Species, tissue, and age specificity

We happened to be among the first, who in a rather skeptical general attitude, asked the question, “What is the biological significance of DNA methylation?”. Therefore, we endeavored to find various illustrative and adequate biological models that could be used for getting evidence of the significance of this genome modification. We learned a long time ago that DNA methylation is species specific. In many invertebrates the methylation degree of the genome is very low; as we have already mentioned, 5mC amount in Drosophila DNA is so small that it could not be detected for a very long time, whereas in vertebrate DNAs it is always present in noticeable amounts (Vanyushin, Tkacheva, et al., 1970); in plant DNA this base cannot even be called a minor base because its content is quite comparable with cytosine content (Vanyushin & Belozersky, 1959).
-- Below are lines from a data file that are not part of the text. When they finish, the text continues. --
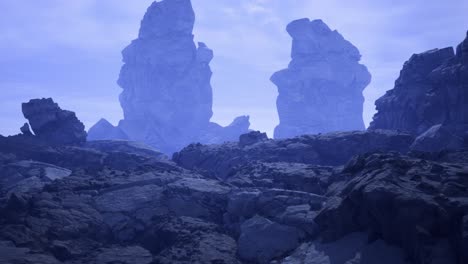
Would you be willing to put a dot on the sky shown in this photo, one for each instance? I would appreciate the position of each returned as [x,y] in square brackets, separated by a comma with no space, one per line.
[71,50]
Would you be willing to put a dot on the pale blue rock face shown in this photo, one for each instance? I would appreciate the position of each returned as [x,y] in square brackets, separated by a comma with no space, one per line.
[321,90]
[167,96]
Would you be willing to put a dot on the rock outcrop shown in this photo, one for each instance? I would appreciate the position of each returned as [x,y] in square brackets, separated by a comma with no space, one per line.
[430,97]
[332,149]
[120,202]
[321,90]
[411,203]
[167,95]
[103,129]
[52,124]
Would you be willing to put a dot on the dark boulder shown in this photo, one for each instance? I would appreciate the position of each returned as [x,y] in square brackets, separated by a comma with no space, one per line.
[52,124]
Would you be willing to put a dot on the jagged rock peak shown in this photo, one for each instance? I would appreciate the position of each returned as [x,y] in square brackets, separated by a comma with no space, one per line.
[321,90]
[169,17]
[52,124]
[167,96]
[315,38]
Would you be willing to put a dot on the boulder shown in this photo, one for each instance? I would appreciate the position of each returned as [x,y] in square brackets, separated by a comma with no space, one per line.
[261,240]
[438,138]
[411,203]
[52,124]
[252,138]
[321,90]
[103,130]
[25,130]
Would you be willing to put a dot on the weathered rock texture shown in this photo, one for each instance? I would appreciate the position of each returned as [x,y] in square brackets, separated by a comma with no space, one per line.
[321,90]
[430,98]
[52,124]
[331,149]
[167,96]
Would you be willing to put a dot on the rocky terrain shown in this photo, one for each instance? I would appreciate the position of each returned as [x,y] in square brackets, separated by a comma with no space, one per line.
[430,99]
[321,90]
[337,198]
[394,194]
[167,96]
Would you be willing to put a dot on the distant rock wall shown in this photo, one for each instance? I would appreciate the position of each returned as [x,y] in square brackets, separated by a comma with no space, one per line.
[430,99]
[321,90]
[167,96]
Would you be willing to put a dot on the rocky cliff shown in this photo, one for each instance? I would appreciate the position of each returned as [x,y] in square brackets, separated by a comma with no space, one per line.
[52,124]
[321,90]
[167,96]
[430,99]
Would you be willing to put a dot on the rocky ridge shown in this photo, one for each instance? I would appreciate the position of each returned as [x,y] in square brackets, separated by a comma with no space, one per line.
[439,78]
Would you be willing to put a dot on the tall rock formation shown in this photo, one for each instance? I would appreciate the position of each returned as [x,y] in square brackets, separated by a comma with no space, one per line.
[167,96]
[321,90]
[430,99]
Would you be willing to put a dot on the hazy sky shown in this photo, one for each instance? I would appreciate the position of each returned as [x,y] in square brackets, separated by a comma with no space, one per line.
[70,50]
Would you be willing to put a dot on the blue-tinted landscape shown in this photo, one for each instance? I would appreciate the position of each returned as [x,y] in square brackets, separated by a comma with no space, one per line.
[234,132]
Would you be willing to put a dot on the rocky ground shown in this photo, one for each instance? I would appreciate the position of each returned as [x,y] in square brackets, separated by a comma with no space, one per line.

We have established that along with species specificity there are also tissue and age specificities of DNA methylation in animals (Berdyshev et al., 1967; Vanyushin, Mazin, et al., 1973;Vanyushin, Nemirovsky, et al., 1973; Vanyushin, Tkacheva, et al., 1970).These findings allowed us first to declare that DNA methylation should be a mechanism of regulation of gene expression and cell differentiation (Vanyushin, Mazin, et al., 1973). We also found that DNA methylation in mitochondria and the nucleus of one and the same animal or plant cell is different (Vanyushin, Alexandrushkina, & Kirnos, 1988;Vanyushin & Kirnos, 1974). Thus, the subcellular (organelle) specificity of DNA methylation was discovered. These data have drawn an attention of many investigators and pushed ahead the intense study of DNA methylation worldwide. Significant reductions in the genomic 5mC content upon aging were observed in mouse tissues (Wilson, Smith, Mag, & Cutler, 1987). The 5mC levels in DNA of different tissues (eg, brain, liver, intestinal mucosa) were observed to correlate with the chronological age. Now the age-dependent changes in DNA methylation are quite obvious, and some investigators are inclined even to consider DNA methylation degree as a sort of biological clock that measures the chronological age and forecasts life span (Florath, Butterbach, Muller, Bewerunge-Hudler, & Brenner, 2014). Distortions in DNA methylation may lead to premature aging.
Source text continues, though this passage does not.